Trump’s fixation on arming teachers got a mixed reception this week from governors gathering in Washington. For every red-state governor talking up the benefits of bringing more guns into schools, there was another pointing to the obvious dangers of arming full-time teachers untested in battle-type conditions.
Senate Majority Leader Mitch McConnell (R-Ky.) is expert in not allowing popular measures to reach the floor, let alone pass. So far he’s sounding as though all that he would consider is an NRA-approved improvement in the existing background-check system. That doesn’t sit well with Democrats, as Politico reported:
Senate Minority Leader Chuck Schumer (D-N.Y.) signaled on Tuesday that his caucus may block a narrow bipartisan proposal to improve — but not expand — background checks for gun purchases unless Republican leaders commit to voting on broader gun control measures.
Senate Democrats stopped short of vowing to vote against the small-scale gun bill that their GOP counterparts are pushing after this month’s shooting of 17 students and teachers at a Florida high school. But Schumer suggested that Democrats wouldn’t be satisfied with “just one narrow tweak at the margins,” even as Republican leaders in the Senate and House downplayed the possibility of action on anything else.
House Speaker Paul D. Ryan (R-Wis.), for all his “thoughts and prayers” for Parkland, Fla., students, doesn’t want to do much of anything either. (“Ryan on Tuesday also threw cold water on the push for expansive new gun control measures. ‘We shouldn’t be banning guns for law-abiding citizens’ but ‘focusing on making sure that citizens who shouldn’t get guns in the first place, don’t get those guns,’ Ryan told reporters.”)
Ryan and McConnell are banking that the status quo will hold. They shrug off polls showing sky-high support for a variety of gun measures, betting that come election time, the NRA voters will stick by them while gun-safety advocates will not become one-issue voters. And while Trump talks about supporting measures such as a new age requirement, there is absolutely no sign that he intends to offer or push for legislation. In short, don’t be surprised if Congress and Trump do absolutely nothing.
Out in the states, more movement on gun legislation is possible — but not all of it aimed at reducing access to guns. The Tampa Bay Times reports:
Facing anguished relatives and classmates of shooting victims, a panel of Florida legislators took the unprecedented step Tuesday of creating a new statewide program to put armed teachers in classrooms — over the vocal opposition of Parkland residents.
Voting along party lines, the House Appropriations Committee approved training teachers to carry guns in class under the direction of local law enforcement — if superintendents and school boards approve. … The goal: 10 marshals (teachers trained to carry a gun) in every school, which would equate to 37,000 statewide. The state would cover the costs of background checks, drug testing, psychological exams and 132 hours of training. The bill does provide a one-time $500 stipend for those who volunteer to have a gun.

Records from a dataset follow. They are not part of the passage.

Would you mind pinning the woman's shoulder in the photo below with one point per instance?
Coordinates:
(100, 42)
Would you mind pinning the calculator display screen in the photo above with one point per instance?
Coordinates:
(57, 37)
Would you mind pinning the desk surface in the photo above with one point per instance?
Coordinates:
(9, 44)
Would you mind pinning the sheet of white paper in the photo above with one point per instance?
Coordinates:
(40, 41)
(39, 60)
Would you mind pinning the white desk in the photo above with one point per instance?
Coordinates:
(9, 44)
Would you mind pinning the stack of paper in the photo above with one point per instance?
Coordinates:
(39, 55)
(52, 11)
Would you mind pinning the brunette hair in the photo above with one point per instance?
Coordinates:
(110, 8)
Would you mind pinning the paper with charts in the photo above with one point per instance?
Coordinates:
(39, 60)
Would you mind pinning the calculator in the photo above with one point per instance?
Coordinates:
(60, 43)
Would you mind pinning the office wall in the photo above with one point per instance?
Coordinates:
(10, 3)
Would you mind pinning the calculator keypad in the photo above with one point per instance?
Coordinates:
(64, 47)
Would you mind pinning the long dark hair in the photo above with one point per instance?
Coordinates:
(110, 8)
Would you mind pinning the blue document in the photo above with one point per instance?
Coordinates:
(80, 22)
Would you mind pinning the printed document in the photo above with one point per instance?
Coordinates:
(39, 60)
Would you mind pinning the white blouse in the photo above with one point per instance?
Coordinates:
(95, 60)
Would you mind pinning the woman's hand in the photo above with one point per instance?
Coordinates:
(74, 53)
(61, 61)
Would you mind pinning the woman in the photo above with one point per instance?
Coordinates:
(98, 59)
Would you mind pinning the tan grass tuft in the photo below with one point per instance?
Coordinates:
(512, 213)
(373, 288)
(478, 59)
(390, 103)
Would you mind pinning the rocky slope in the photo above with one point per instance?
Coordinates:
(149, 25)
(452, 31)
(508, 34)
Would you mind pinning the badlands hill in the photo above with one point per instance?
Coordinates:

The cost and total impracticality of the system, one would think, should be enough to discourage such legislation. (How would a handgun-toting teacher have confronted an intruder with an AR-15? How do they prevent the guns from being stolen? Who is responsible if the teacher harms or kills either a student or passerby?) Perhaps the governor will put the kibosh on this. It is not clear, however, whether other parts of the bill (which “imposes a three-day waiting period for gun purchases, raises the age to buy a gun from 18 to 21 and gives police more power to seize guns from people who threaten themselves or others”) would survive without the guns-for-teachers measure.
Other states provide more reason for optimism. In Rhode Island, the governor signed an executive order to allow for gun-violence restraining orders, which allow the state, subject to a hearing, to take guns away from those who are a danger to themselves or others. Vermont is considering a similar measure. Some states are seeking to raise the age to purchase guns.
In sum, between Trump and the GOP leadership in Congress, we won’t likely see significant legislation to make it harder to acquire weapons of war. At the state level, it’s a decidedly mixed bag. One hopes that in the true spirit of federalism, the laboratories of democracy will provide the raw data to help lawmakers make informed decisions. However, it also requires that advocates of sensible gun legislation look beyond Washington. The real action may very well be in statehouses.